Welcome to part two in my Mobility series! 

I'm going to discuss trucks here.  I don't think that you need to buy the truck first and the trailer second, or the trailer first and the truck second.  I think it's a personal preference as long as you aware that whatever you buy first will dictate in some ways what you buy second.

There are plenty of truck options out there.




You can get something that will match every single hauling need you'll ever have in the future.  If it's in your budget.  Keep in mind that bigger trucks mean bigger repairs, bigger gas bills, bigger parking spaces. Or you purchase a truck to meet your immediate needs with good resale value and plan on upgrading in the future.

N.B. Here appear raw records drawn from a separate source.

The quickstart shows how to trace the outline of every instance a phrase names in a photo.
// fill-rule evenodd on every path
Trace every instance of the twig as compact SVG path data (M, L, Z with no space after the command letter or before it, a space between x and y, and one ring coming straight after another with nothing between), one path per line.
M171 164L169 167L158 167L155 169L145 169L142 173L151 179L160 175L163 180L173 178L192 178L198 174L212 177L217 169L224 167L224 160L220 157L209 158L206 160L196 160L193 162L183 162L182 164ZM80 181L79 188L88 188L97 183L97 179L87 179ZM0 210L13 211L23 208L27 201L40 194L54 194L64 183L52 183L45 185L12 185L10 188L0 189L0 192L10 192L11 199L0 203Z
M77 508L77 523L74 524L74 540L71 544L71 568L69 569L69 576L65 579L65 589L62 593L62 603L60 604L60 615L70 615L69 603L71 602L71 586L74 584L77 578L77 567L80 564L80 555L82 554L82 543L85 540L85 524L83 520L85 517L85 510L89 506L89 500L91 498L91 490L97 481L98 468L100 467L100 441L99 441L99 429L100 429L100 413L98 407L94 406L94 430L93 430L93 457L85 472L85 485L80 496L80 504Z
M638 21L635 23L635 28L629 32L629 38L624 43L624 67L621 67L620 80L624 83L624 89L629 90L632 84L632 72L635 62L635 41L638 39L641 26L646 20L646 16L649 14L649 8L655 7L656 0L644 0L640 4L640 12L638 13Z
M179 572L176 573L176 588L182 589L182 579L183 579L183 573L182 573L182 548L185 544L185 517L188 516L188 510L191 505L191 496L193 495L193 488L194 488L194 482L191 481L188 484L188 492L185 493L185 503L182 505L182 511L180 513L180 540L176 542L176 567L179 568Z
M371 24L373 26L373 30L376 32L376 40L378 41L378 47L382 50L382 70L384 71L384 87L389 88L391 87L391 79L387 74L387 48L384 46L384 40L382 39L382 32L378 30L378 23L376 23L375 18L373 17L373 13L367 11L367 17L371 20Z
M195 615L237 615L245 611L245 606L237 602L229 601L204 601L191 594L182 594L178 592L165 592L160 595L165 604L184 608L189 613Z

If you're on a budget older is fine but you need to have a qualified mechanic helping you make the decision.  you might find yourself getting a bigger older truck because today's technology advancements mean smaller trucks are capable of towing more.  Older vehicles all come with a certain amount of wear, tear, rust, and repairs but an older well maintained truck can be a great deal for someone, especially if you think you might upgrade in a few years.  What does the inside and outside look like?  An older truck with minimum rust means someone cared about it enough to give it a bath and if they gave it a bath they probably took care of the engine and didn't ruin the suspension by off roading.  Maybe.



One problem I ran across is boy toys.  Trucks modified for "looking cool" and not doing things that trucks should do (in my opinion).  Those tires are really expensive to replace and you're going to need a drop hitch to accommodate that lift kit.  Does this beast have mufflers or can you hear it coming 4 miles away?  Has someone taken it off roading?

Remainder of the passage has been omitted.